My Ansible playbook starts configuring the Ansible host:

- hosts: tag_Name_bastion
  gather_facts: no
  remote_user: ubuntu
  roles:
    - role: linux-bastion
      tags: always

In the role, I find the available SSH key and upload it to the bastion host for attendees. Remember I wrote that I want a “soft” lock-in? That’s where I make the playbook compatible with Spacelift environments and mine. I also used the tag “always” because I configure ansible_ssh_private_key_file (see after).

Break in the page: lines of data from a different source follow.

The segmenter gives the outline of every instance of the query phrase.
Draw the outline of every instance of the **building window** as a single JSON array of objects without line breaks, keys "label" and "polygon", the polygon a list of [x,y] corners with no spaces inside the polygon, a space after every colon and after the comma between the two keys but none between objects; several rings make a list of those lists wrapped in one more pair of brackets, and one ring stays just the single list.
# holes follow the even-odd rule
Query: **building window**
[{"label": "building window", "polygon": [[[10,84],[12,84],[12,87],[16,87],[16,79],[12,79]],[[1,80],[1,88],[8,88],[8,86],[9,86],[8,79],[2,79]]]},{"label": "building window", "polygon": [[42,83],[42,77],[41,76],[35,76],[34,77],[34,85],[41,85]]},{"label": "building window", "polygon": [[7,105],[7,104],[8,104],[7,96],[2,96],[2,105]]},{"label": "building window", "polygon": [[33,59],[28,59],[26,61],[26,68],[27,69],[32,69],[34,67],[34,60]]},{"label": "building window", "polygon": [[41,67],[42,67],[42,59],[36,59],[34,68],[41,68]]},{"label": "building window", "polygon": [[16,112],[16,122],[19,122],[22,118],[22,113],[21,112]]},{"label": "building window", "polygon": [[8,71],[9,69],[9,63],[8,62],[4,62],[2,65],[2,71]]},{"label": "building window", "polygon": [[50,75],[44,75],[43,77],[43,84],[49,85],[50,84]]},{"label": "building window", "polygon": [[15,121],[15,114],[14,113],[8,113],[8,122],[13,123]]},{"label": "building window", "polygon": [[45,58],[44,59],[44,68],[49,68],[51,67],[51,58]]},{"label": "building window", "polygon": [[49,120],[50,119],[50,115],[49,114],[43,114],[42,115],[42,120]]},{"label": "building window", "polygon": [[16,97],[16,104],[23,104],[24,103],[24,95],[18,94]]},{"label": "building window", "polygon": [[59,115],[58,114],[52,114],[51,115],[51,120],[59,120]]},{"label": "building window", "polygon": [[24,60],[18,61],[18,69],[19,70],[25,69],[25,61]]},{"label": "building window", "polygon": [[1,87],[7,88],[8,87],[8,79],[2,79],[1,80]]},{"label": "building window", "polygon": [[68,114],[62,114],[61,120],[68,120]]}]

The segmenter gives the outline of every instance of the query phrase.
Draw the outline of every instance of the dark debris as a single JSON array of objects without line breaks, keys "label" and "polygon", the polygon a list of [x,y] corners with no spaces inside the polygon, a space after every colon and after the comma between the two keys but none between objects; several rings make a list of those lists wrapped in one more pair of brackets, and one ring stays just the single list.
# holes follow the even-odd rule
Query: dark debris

Configuring internal hosts via bastion

At this point I can configure internal hosts. Another assumption I made is that tags contains any interesting attributes I use in Ansible to group, query and configure hosts. In practice I’m using the following tags:

Os:ubuntu: for Ubuntu VMs;
Database:mariadb: for MariaDB VMs;
Webapp:wordpress: for VMs with Wordpress.

My Ansible playbook runs multiple plays:

- hosts: tag_Name_bastion
  gather_facts: no
  remote_user: ubuntu
  roles:
    - role: linux-bastion
      tags: always

- hosts: tag_Os_ubuntu:!tag_Name_bastion
  gather_facts: yes
  become: yes
  vars_files:
    - default.yaml
  roles:
    - role: set-environment
      tags: always

# [...]

- hosts: tag_Os_ubuntu:&tag_Database_mariadb
  gather_facts: yes
  become: yes
  vars_files:
    - default.yaml
  roles:
    - role: set-environment
      tags: always
    - role: linux-mariadb
      tags: mariadb

# [...]

- hosts: tag_Os_ubuntu:&tag_Webapp_wordpress

# [...]

Ansible facts are host specific: it means that if I set ansible_ssh_private_key_file on the bastion host, it is undefined for other hosts.

How could I configure SSH proxy for any internal hosts excluding the bastion host?

The magic happens in the default.yaml file using Ansible facts and magic variables . The default.yaml file is included in any playbook targeting internal hosts and it configures the SSH proxy using information from the inventory:

ansible_user: "{{ tags.User }}"
ansible_ssh_private_key_file: '{{ hostvars["bastion"]["ansible_ssh_private_key_file"] }}'
ansible_ssh_common_args: >-
  -o ProxyCommand="ssh
  -o IdentityFile={{ hostvars["bastion"]["ansible_ssh_private_key_file"] }}
  -o StrictHostKeyChecking=no
  -o UserKnownHostsFile=/dev/null
  -W %h:%p
  -q {{ hostvars["bastion"]["tags"]["User"] }}@{{ hostvars["bastion"]["public_ip_address"] }}"  
[...]

Remember I wrote that IaC is 80% plan and standardization? I’m still assuming that the bastion host is called bastion, and the tag User contains the remote user for each VM. So, for each VM:

ansible_user: contains the remote username configured in the tag User;
ansible_ssh_private_key_file: contains the local (stored in the Ansible VM) SSH private key and the information is taken from the bastion host entry configured in the inventory;
ansible_ssh_common_args: contains the SSH proxy command used from Ansible and configured using the bastion public IP address taken from the inventory.

Both SSH keys must be local to the Ansible host.

At this point, I have a single Ansible playbook that configures my Cyber range scenario using a bastion host.

Conclusions

I find that bastion hosts are commonly used. I don’t like them very much because from a security perspective the bastion host is one more host with superpowers. But from an automation perspective, this is actually the only successful way.